From: Brian Foster <bfoster@redhat.com>
To: Dave Chinner <david@fromorbit.com>
Cc: xfs@oss.sgi.com
Subject: Re: [PATCH v2 0/5] clean up collapse range and handle post-eof delalloc
Date: Fri, 12 Sep 2014 15:51:29 -0400 [thread overview]
Message-ID: <20140912195128.GA42029@bfoster.bfoster> (raw)
In-Reply-To: <20140911211915.GA4322@dastard>
On Fri, Sep 12, 2014 at 07:19:15AM +1000, Dave Chinner wrote:
> On Thu, Sep 11, 2014 at 11:20:13AM -0400, Brian Foster wrote:
> > On Thu, Sep 11, 2014 at 02:42:43PM +1000, Dave Chinner wrote:
> > > On Wed, Sep 10, 2014 at 09:20:26AM -0400, Brian Foster wrote:
> > > > Hi all,
> > > >
> > > > Here's v2 of the collapse clean up.
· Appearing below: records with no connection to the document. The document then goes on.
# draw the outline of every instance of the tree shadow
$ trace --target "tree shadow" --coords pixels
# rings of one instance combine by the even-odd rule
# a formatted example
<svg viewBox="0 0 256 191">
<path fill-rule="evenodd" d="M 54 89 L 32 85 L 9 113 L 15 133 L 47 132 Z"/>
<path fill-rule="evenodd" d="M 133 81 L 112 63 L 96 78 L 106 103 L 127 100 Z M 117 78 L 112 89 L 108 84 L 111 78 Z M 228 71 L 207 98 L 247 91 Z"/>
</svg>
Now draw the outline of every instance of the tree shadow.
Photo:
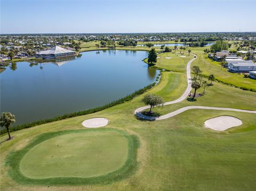
<svg viewBox="0 0 256 191">
<path fill-rule="evenodd" d="M 3 143 L 4 143 L 4 142 L 7 142 L 7 141 L 8 141 L 8 140 L 11 140 L 13 139 L 14 138 L 14 137 L 11 137 L 11 138 L 10 138 L 10 139 L 8 138 L 6 139 L 5 140 L 4 140 L 1 142 L 0 142 L 0 145 L 1 145 L 1 144 L 2 144 Z"/>
<path fill-rule="evenodd" d="M 193 98 L 193 97 L 188 97 L 187 98 L 187 100 L 189 102 L 196 102 L 196 99 L 195 98 Z"/>
</svg>

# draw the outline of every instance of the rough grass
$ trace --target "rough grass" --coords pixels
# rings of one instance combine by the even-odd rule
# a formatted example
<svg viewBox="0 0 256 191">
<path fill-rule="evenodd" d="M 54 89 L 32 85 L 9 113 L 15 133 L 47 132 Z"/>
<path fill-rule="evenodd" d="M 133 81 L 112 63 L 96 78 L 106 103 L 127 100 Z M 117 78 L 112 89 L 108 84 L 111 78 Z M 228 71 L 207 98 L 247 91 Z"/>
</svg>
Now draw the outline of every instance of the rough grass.
<svg viewBox="0 0 256 191">
<path fill-rule="evenodd" d="M 138 144 L 134 136 L 111 129 L 48 132 L 11 153 L 5 163 L 20 184 L 107 184 L 132 173 Z"/>
<path fill-rule="evenodd" d="M 204 54 L 201 51 L 195 51 L 195 53 L 198 56 L 193 62 L 192 65 L 198 65 L 203 71 L 203 74 L 209 76 L 211 74 L 213 74 L 217 79 L 224 83 L 256 92 L 255 80 L 244 78 L 242 74 L 227 71 L 226 69 L 221 67 L 220 62 L 209 59 L 207 55 Z"/>
</svg>

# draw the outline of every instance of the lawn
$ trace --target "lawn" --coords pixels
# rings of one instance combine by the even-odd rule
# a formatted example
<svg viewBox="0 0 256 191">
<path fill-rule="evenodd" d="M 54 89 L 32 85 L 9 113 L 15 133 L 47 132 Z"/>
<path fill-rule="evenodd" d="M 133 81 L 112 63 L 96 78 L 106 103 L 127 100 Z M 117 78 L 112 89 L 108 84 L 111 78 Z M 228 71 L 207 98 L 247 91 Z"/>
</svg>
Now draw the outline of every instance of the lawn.
<svg viewBox="0 0 256 191">
<path fill-rule="evenodd" d="M 157 55 L 156 66 L 173 71 L 185 72 L 187 64 L 194 55 L 185 53 L 181 54 L 178 51 L 174 53 L 164 53 Z M 180 57 L 185 56 L 185 57 Z M 147 61 L 147 60 L 146 60 Z"/>
<path fill-rule="evenodd" d="M 51 132 L 10 153 L 6 162 L 21 184 L 106 184 L 134 170 L 137 144 L 135 137 L 114 129 Z"/>
<path fill-rule="evenodd" d="M 192 53 L 195 51 L 195 49 L 193 49 Z M 169 61 L 166 61 L 165 63 L 159 62 L 156 66 L 165 64 L 165 67 L 171 67 L 171 59 L 166 60 Z M 201 68 L 203 70 L 203 67 Z M 148 93 L 159 95 L 165 101 L 169 101 L 179 97 L 187 85 L 185 72 L 164 72 L 160 83 Z M 199 89 L 198 93 L 201 91 L 202 89 Z M 92 114 L 12 132 L 15 138 L 11 141 L 2 143 L 0 146 L 1 190 L 256 189 L 255 114 L 191 110 L 166 120 L 139 120 L 134 117 L 133 112 L 135 109 L 143 105 L 141 102 L 143 96 Z M 191 105 L 249 110 L 256 108 L 255 93 L 217 82 L 214 82 L 213 86 L 206 89 L 205 95 L 197 99 L 196 102 L 184 101 L 177 104 L 154 108 L 154 110 L 164 114 Z M 243 124 L 223 132 L 216 132 L 204 127 L 204 122 L 206 120 L 222 115 L 238 118 L 243 121 Z M 12 175 L 7 156 L 12 151 L 22 151 L 36 137 L 47 132 L 85 129 L 82 122 L 85 119 L 95 117 L 104 117 L 109 120 L 108 126 L 98 129 L 114 129 L 138 137 L 139 147 L 137 153 L 135 171 L 131 171 L 129 173 L 121 176 L 122 178 L 108 182 L 106 185 L 77 184 L 79 185 L 75 186 L 60 186 L 51 184 L 47 187 L 46 184 L 42 185 L 33 182 L 30 185 L 19 184 L 19 176 L 16 176 L 16 179 L 12 178 L 13 175 Z M 90 130 L 93 132 L 96 129 Z M 5 135 L 1 136 L 1 139 L 3 140 L 6 137 Z"/>
</svg>

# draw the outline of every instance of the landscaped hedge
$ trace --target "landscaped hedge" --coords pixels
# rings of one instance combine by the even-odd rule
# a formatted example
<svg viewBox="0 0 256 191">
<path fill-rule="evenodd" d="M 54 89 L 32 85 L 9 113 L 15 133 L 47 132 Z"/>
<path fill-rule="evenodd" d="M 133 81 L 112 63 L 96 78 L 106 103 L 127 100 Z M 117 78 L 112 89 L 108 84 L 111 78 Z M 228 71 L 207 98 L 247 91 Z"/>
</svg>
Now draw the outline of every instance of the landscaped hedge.
<svg viewBox="0 0 256 191">
<path fill-rule="evenodd" d="M 49 123 L 50 122 L 53 122 L 53 121 L 59 121 L 61 120 L 62 119 L 67 119 L 67 118 L 73 118 L 74 117 L 77 117 L 77 116 L 80 116 L 80 115 L 86 115 L 88 114 L 91 114 L 93 113 L 95 113 L 97 112 L 103 110 L 105 109 L 109 108 L 110 107 L 113 107 L 113 106 L 120 104 L 121 103 L 123 103 L 125 102 L 127 102 L 129 101 L 131 101 L 132 99 L 133 98 L 135 97 L 142 94 L 143 93 L 145 93 L 147 90 L 148 90 L 149 89 L 151 89 L 152 87 L 155 86 L 156 85 L 156 82 L 154 82 L 148 86 L 147 86 L 145 87 L 144 88 L 139 89 L 138 90 L 135 91 L 134 93 L 133 93 L 131 94 L 127 95 L 124 97 L 123 97 L 122 98 L 120 98 L 119 99 L 117 99 L 116 101 L 115 101 L 114 102 L 112 102 L 111 103 L 109 103 L 107 104 L 106 104 L 105 105 L 99 106 L 98 107 L 95 107 L 93 109 L 90 109 L 87 110 L 85 111 L 78 111 L 77 112 L 74 112 L 74 113 L 71 113 L 69 114 L 66 114 L 62 115 L 56 117 L 52 119 L 43 119 L 42 120 L 39 120 L 37 121 L 34 121 L 32 122 L 29 123 L 26 123 L 26 124 L 20 124 L 18 125 L 13 127 L 12 127 L 10 128 L 10 131 L 17 131 L 18 130 L 20 129 L 22 129 L 25 128 L 28 128 L 29 127 L 31 127 L 34 126 L 36 126 L 39 124 L 44 124 L 44 123 Z M 3 135 L 4 134 L 6 134 L 7 132 L 6 129 L 4 129 L 1 131 L 1 135 Z"/>
</svg>

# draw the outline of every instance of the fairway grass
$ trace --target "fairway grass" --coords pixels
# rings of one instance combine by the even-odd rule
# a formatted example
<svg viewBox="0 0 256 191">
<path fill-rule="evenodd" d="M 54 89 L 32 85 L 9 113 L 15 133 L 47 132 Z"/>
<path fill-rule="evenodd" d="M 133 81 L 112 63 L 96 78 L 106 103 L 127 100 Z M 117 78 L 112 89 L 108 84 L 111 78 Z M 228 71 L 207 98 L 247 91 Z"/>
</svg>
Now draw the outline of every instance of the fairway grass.
<svg viewBox="0 0 256 191">
<path fill-rule="evenodd" d="M 136 161 L 136 138 L 113 129 L 42 134 L 6 163 L 20 183 L 104 183 L 124 177 Z"/>
</svg>

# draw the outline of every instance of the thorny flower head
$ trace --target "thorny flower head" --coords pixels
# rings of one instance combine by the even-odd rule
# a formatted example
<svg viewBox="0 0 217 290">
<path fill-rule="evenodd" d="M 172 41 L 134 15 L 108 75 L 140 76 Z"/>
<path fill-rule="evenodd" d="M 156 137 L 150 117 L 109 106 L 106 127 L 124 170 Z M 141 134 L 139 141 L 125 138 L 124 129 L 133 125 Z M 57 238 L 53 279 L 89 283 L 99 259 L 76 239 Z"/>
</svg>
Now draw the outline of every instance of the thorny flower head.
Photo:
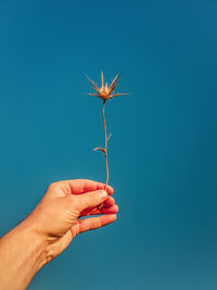
<svg viewBox="0 0 217 290">
<path fill-rule="evenodd" d="M 98 88 L 98 86 L 90 79 L 88 76 L 87 78 L 92 83 L 93 89 L 97 91 L 97 93 L 88 93 L 90 96 L 95 96 L 100 99 L 102 99 L 104 102 L 113 97 L 122 96 L 122 94 L 128 94 L 128 93 L 114 93 L 114 89 L 116 88 L 117 81 L 119 79 L 120 74 L 118 74 L 113 81 L 111 83 L 110 87 L 107 86 L 107 83 L 104 85 L 104 78 L 103 78 L 103 73 L 101 73 L 102 77 L 102 87 Z"/>
</svg>

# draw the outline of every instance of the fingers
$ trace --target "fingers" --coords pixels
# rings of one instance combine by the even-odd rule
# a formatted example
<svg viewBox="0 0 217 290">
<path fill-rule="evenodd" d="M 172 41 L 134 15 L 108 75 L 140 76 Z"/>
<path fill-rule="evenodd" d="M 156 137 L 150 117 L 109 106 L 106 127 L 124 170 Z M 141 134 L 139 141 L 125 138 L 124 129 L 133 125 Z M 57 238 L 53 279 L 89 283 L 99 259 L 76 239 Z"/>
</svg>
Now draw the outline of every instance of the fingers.
<svg viewBox="0 0 217 290">
<path fill-rule="evenodd" d="M 78 220 L 79 232 L 106 226 L 113 223 L 115 219 L 116 219 L 116 214 L 101 215 L 98 217 L 79 219 Z"/>
<path fill-rule="evenodd" d="M 88 207 L 94 207 L 107 199 L 105 190 L 90 191 L 84 194 L 78 194 L 76 198 L 77 207 L 80 212 Z"/>
<path fill-rule="evenodd" d="M 101 204 L 100 204 L 101 205 Z M 99 215 L 99 214 L 116 214 L 118 206 L 115 204 L 115 200 L 108 197 L 104 202 L 103 206 L 94 206 L 84 210 L 80 216 Z"/>
<path fill-rule="evenodd" d="M 89 191 L 105 188 L 104 184 L 89 180 L 89 179 L 65 180 L 65 182 L 68 182 L 72 194 L 80 194 L 80 193 L 86 193 Z M 114 190 L 111 186 L 107 186 L 106 191 L 108 194 L 112 194 Z"/>
<path fill-rule="evenodd" d="M 88 212 L 84 216 L 99 215 L 99 214 L 116 214 L 117 212 L 118 212 L 118 206 L 114 204 L 113 206 L 110 207 L 101 207 L 101 209 L 94 207 L 92 211 Z"/>
</svg>

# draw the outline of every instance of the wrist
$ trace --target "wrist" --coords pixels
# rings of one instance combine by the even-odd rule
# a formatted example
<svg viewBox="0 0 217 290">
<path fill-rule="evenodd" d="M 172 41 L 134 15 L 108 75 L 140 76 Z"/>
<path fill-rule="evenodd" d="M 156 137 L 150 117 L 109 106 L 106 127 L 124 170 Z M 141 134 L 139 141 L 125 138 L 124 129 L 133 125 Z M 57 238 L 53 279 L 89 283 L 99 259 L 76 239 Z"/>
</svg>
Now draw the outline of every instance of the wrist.
<svg viewBox="0 0 217 290">
<path fill-rule="evenodd" d="M 47 244 L 28 218 L 0 239 L 0 289 L 25 289 L 47 263 Z"/>
</svg>

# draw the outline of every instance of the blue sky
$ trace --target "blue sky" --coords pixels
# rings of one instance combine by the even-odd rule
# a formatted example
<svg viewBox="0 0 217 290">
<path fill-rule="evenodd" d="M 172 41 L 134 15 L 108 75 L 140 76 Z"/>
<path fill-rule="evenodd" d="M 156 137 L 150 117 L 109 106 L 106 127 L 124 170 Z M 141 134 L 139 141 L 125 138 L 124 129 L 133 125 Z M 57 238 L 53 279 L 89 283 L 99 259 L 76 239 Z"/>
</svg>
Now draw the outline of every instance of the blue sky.
<svg viewBox="0 0 217 290">
<path fill-rule="evenodd" d="M 117 220 L 82 234 L 31 290 L 217 288 L 217 1 L 0 0 L 0 234 L 50 182 L 105 180 Z"/>
</svg>

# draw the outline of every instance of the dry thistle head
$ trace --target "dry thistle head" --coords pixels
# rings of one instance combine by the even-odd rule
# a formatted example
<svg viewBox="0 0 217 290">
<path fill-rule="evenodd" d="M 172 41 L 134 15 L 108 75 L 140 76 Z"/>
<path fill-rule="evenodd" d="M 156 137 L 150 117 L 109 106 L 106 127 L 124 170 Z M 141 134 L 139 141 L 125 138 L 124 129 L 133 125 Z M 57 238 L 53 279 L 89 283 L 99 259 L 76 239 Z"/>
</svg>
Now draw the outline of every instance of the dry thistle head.
<svg viewBox="0 0 217 290">
<path fill-rule="evenodd" d="M 114 89 L 116 88 L 117 81 L 119 79 L 120 74 L 118 74 L 113 81 L 111 83 L 110 87 L 107 87 L 107 83 L 104 85 L 104 78 L 103 78 L 103 72 L 101 73 L 102 77 L 102 87 L 98 88 L 98 86 L 90 79 L 88 76 L 87 78 L 92 83 L 93 89 L 97 91 L 97 93 L 88 93 L 90 96 L 95 96 L 100 99 L 102 99 L 104 102 L 113 97 L 122 96 L 122 94 L 129 94 L 129 93 L 114 93 Z"/>
</svg>

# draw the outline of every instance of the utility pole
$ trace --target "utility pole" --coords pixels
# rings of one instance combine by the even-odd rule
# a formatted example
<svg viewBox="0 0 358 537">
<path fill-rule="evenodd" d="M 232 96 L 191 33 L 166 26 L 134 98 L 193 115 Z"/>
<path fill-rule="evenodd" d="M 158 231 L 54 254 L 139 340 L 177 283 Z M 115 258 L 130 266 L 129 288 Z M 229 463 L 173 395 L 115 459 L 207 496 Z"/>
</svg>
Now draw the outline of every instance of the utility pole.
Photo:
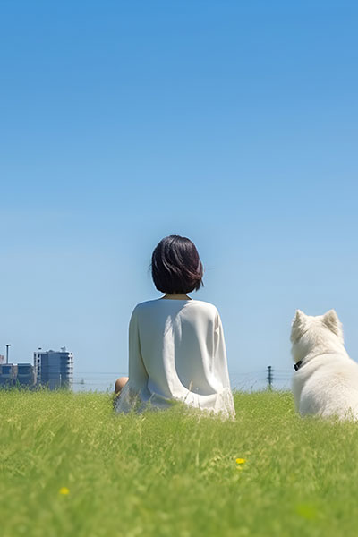
<svg viewBox="0 0 358 537">
<path fill-rule="evenodd" d="M 272 380 L 274 379 L 272 366 L 268 366 L 268 389 L 272 389 Z"/>
<path fill-rule="evenodd" d="M 9 363 L 9 346 L 11 346 L 11 343 L 6 345 L 6 363 Z"/>
</svg>

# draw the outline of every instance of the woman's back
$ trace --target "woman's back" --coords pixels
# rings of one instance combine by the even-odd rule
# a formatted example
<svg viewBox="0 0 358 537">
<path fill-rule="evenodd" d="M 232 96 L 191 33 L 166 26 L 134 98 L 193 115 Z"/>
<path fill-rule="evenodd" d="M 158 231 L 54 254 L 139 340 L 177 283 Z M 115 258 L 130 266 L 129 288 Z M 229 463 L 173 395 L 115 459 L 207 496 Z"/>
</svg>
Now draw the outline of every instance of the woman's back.
<svg viewBox="0 0 358 537">
<path fill-rule="evenodd" d="M 147 301 L 134 308 L 129 328 L 129 382 L 117 400 L 131 408 L 167 407 L 173 399 L 234 415 L 225 340 L 217 308 L 193 299 Z"/>
</svg>

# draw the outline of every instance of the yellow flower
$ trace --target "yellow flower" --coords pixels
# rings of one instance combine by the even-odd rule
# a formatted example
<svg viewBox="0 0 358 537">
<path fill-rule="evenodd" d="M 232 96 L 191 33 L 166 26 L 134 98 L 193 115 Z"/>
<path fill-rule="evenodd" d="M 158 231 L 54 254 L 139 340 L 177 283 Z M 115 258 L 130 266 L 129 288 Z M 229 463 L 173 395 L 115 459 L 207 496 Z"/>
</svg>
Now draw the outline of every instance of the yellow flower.
<svg viewBox="0 0 358 537">
<path fill-rule="evenodd" d="M 238 465 L 243 465 L 246 462 L 246 459 L 236 459 L 236 463 Z"/>
</svg>

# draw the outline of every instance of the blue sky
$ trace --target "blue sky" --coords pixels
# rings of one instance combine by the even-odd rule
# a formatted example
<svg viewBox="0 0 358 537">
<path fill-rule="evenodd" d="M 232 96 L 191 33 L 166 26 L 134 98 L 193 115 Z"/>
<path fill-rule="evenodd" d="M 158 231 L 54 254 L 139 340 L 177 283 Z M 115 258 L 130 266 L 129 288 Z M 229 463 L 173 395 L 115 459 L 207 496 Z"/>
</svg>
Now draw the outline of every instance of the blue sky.
<svg viewBox="0 0 358 537">
<path fill-rule="evenodd" d="M 161 295 L 152 250 L 178 234 L 233 379 L 291 368 L 296 308 L 336 308 L 357 358 L 357 15 L 3 0 L 2 354 L 66 345 L 79 375 L 125 372 L 132 310 Z"/>
</svg>

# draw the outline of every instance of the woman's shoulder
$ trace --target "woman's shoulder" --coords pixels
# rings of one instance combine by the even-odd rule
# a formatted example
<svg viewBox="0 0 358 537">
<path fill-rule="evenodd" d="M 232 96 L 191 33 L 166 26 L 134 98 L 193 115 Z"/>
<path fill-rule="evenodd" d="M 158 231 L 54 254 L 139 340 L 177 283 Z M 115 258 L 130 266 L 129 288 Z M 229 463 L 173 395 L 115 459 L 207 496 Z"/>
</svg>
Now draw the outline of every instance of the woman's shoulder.
<svg viewBox="0 0 358 537">
<path fill-rule="evenodd" d="M 156 298 L 154 300 L 146 300 L 142 303 L 139 303 L 134 307 L 133 312 L 139 312 L 146 310 L 151 310 L 156 308 L 195 308 L 197 310 L 205 311 L 211 315 L 218 315 L 217 308 L 213 303 L 206 302 L 204 300 L 197 300 L 192 298 L 190 300 L 175 300 L 175 299 L 161 299 Z"/>
</svg>

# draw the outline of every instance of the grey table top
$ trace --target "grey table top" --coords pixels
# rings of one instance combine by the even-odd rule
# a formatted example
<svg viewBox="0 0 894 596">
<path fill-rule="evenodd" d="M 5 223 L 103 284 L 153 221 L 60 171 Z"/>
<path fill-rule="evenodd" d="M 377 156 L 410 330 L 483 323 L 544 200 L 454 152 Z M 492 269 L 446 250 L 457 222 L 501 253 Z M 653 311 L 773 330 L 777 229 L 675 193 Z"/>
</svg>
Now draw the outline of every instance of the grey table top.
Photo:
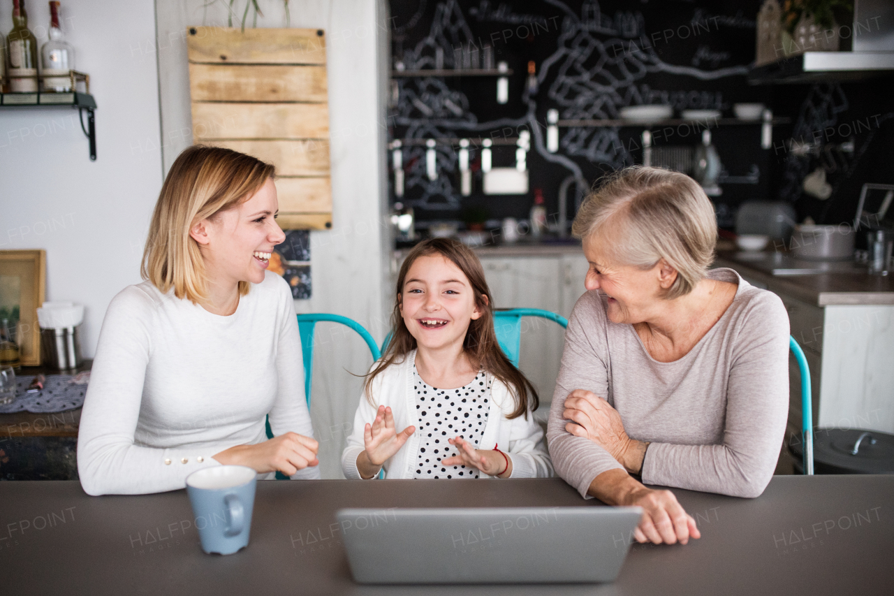
<svg viewBox="0 0 894 596">
<path fill-rule="evenodd" d="M 0 593 L 894 594 L 894 476 L 777 476 L 755 499 L 674 492 L 701 540 L 634 545 L 611 584 L 375 587 L 350 578 L 338 508 L 585 502 L 558 479 L 264 481 L 251 542 L 221 557 L 199 549 L 183 490 L 0 482 Z"/>
</svg>

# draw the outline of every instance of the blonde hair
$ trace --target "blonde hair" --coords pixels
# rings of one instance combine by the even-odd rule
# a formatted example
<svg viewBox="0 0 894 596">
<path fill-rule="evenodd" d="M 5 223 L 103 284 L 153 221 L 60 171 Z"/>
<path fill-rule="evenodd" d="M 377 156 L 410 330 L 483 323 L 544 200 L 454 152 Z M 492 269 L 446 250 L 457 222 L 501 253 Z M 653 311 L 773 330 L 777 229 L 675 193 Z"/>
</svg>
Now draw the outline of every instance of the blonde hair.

We refactor a bit more via the
> > > > insertion of patch 3, otherwise it's similar to v1. This will see some
> > > > continued testing, but it survived ~500m fsx operations overnight.
> > > >
> > > > Brian
> > >
> > > I'm not sure about the invalidation patch now. On a 1k block size
> > > filesystem, generic/127 fails with:
> > >
> > > +ltp/fsx -q -l 262144 -o 65536 -S 191110531 -N 100000 -R -W fsx_std_nommap
> > > +collapse range: 1000 to 3000
> > > +do_collapse_range: fallocate: Device or resource busy
> > >
> > > which indicates we had an invalidation failure. This is probably
> > > exposing some other bug, but I haven't had time to look into it yet
> > > so I don't know.
> > >
> >
> > Yeah, I can reproduce this as well, thanks. I think you're referring to
> > the xfs_free_file_space() patch (5/5)..?
>
> *nod*
>
> > FWIW, I don't see the problem
> > without that patch, so it appears that the full pagecache truncate is
> > still covering up a problem somewhere. I'll try to dig into it...
>
> It's likely that it is leaving a dirty buffer on the page beyond EOF
> as a result of the truncate zeroing the remainder of the page in
> memory.
>
> If I get a chance I'll look at it this afternoon, as this patchset
> also seems to be causing a marked increase in the number of fsstress
> failures due to stray delalloc blocks in files even on 4k block size
> filesystems (e.g. at unmount).
>
I think I have a bit of an idea of what's going on here. I'm not sure
that this one is post-eof delalloc related. For reference, here's the
command that reproduces for me 100% of the time on a 1k block fs
(derived from the fsx trace):
xfs_io -fc "pwrite 185332 55756" \
-c "fcollapse 28672 40960" \
-c "pwrite 133228 63394" \
-c "fcollapse 0 4096" /mnt/file
The first write extends the file to 241088 bytes and the first collapse
targets a hole, but shrinks the file down to 200128 bytes. The last page
offset of the file is now 196608 and with 1k blocks, eof falls within
the last block of this page (e.g., within bh offsets 199680-200704). The
second write falls just into the first block of this page.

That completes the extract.